В 1873 году в Вене состоялся первый международный метеорологический конгресс, и Вильд дал мне поручение, за выполнение которого я принялся не без удовольствия: нужно было собрать информацию по каждому пункту расписания конгресса и представить ее в надлежащем виде. Вильд был единственным уполномоченным представителем России в Вене. Германская же делегация состояла из Брунса, Зонке, Шодера, Ноймайера и математика Дургенса, представлявшего Дове. От Австрии были Йелинек, Ганн и некий капитан из Полы. Могучую Британскую империю же, разумеется, представляли только Скотт и Брухан. Ближе к концу конгресса из Вашингтона прибыл генерал Майер. Я предположил, что заседания будут проходить публично, и потому с самого начала намеревался присутствовать в качестве слушателя. Мои ожидания оправдались, более того, присутствие на конгрессе во многом определило ход моей жизни.

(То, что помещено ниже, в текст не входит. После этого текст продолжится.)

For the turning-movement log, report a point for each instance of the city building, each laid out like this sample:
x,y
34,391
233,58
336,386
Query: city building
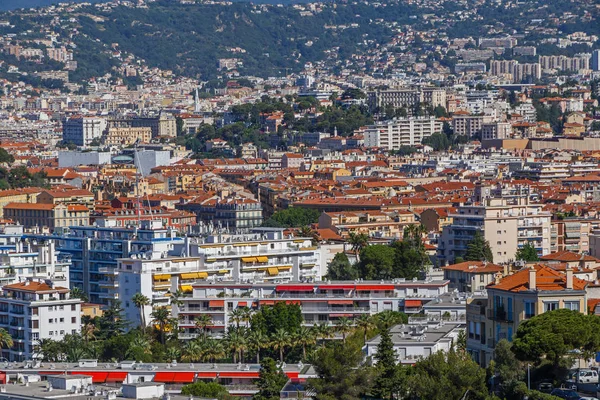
x,y
34,310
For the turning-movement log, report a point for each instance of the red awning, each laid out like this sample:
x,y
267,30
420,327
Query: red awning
x,y
374,287
97,377
184,377
412,303
211,375
341,302
164,377
242,374
116,376
295,288
336,287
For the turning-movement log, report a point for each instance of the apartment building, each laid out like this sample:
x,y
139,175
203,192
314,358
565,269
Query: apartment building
x,y
35,310
320,302
515,298
82,130
126,136
506,225
393,134
51,216
93,251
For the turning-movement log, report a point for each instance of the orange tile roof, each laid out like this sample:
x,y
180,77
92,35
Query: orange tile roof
x,y
547,279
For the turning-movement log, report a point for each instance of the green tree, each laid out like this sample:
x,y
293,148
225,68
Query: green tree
x,y
141,301
479,249
211,390
527,253
340,269
270,381
450,375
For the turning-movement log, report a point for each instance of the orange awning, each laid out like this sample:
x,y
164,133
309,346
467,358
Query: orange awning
x,y
216,303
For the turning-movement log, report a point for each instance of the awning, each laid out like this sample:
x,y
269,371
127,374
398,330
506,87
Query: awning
x,y
295,288
341,302
97,377
184,377
374,287
211,375
412,303
241,374
336,287
186,288
116,376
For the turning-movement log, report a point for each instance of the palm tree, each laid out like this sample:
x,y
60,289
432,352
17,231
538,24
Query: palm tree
x,y
236,341
364,322
6,341
305,337
161,316
257,341
280,340
202,322
140,302
344,326
192,351
358,241
323,331
236,316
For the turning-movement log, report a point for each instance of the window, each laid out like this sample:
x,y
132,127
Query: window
x,y
572,305
529,309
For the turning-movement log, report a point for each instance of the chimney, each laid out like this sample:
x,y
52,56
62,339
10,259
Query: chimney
x,y
569,273
532,278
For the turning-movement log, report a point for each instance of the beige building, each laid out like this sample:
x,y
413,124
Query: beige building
x,y
516,298
127,136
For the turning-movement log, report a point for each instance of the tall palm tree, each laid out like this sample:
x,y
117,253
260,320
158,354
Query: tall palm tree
x,y
162,317
257,341
364,322
280,340
202,322
6,341
344,326
305,337
358,241
141,301
236,341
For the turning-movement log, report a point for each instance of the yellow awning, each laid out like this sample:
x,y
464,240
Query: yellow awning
x,y
186,288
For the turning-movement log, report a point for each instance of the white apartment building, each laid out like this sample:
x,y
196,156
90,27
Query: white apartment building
x,y
83,130
263,256
507,226
400,132
34,310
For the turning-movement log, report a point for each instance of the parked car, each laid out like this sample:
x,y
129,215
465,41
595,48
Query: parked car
x,y
567,394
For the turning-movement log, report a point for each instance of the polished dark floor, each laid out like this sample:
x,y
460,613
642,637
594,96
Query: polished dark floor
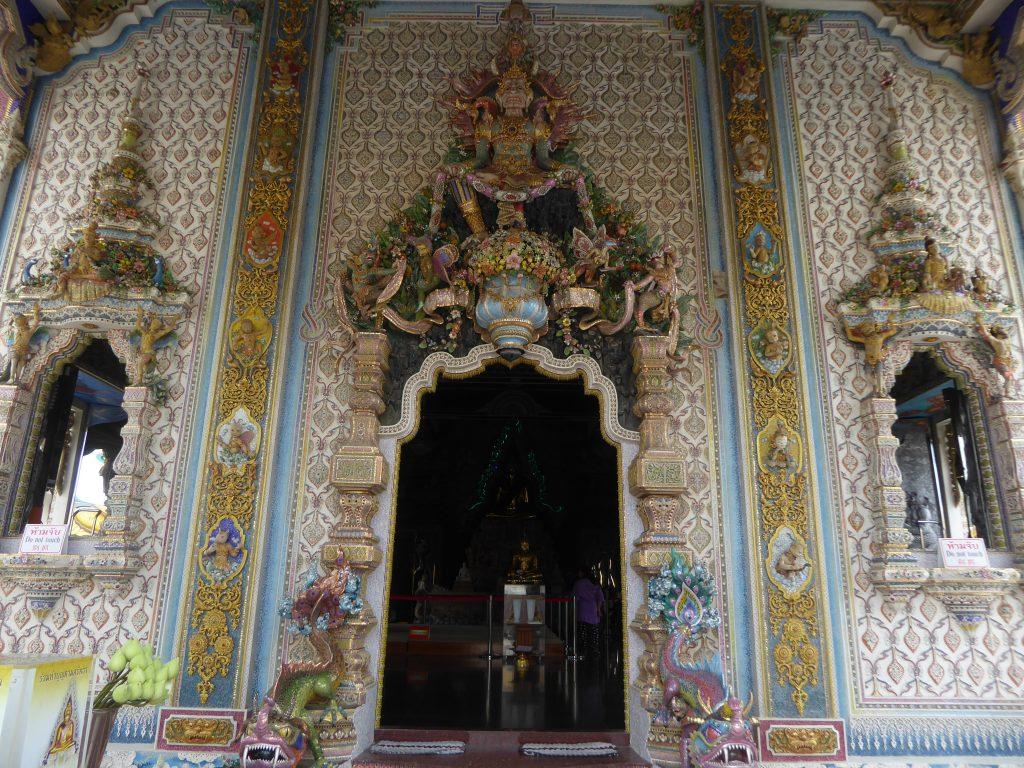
x,y
474,693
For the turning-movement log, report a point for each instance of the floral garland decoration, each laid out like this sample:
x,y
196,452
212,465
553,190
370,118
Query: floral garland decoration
x,y
634,249
325,601
683,595
517,251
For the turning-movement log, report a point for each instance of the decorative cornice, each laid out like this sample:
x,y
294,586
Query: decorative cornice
x,y
45,579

В Вене меня ждал радушный прием у Ганна, с которым к этому времени мы уже состояли в переписке. Во время заседаний мы всегда сидели вместе на краю зала. Ганн не принимал участия в дискуссиях, однако время от времени он позволял себе негромкие реплики, которые меня веселили: «Этот Брунс занимается лишь пустой болтовней». Или Зонке доставалось за его холерический темперамент: «Ох уж Зонке так Зонке!» Необходимость выслушивать столько нелепиц, на которые я не мог каким-либо образом отреагировать, пошла на пользу моему умению держать рот на замке.
В ходе обсуждений речь зашла и о перспективах создания Международной метеорологической организации (основана в 1873 году. –
В перерывах между изматывающими заседаниями я мог отдохнуть в компании моего друга Шпармана, работавшего учителем в венской гимназии. Очень рад я был и встрече с Моном, Гофмейером и Рубенсоном – учеными из Скандинавии, которые сочли опубликованные мной работы достаточно весомым поводом относиться ко мне как к равному. Такое поведение с их стороны, бывшее характерным и для Ганна, имело два последствия: во-первых, оно портило настроение Вильда, во-вторых, именно оно, как мне кажется, побудило Ноймайера пригласить меня в институт морской метеорологии в 1875 году. В Вене я встретился с ним лично лишь один раз, да и то случайно – в трамвае. Причиной тому была его занятость: вне заседаний он всегда находился в обществе руководителей немецкой делегации, с которыми обсуждал какие-то чуждые мне организационные вопросы, касавшиеся работы в Германии, где в те годы не занимались синоптической метеорологией, интересовавшей как меня, так и скандинавов.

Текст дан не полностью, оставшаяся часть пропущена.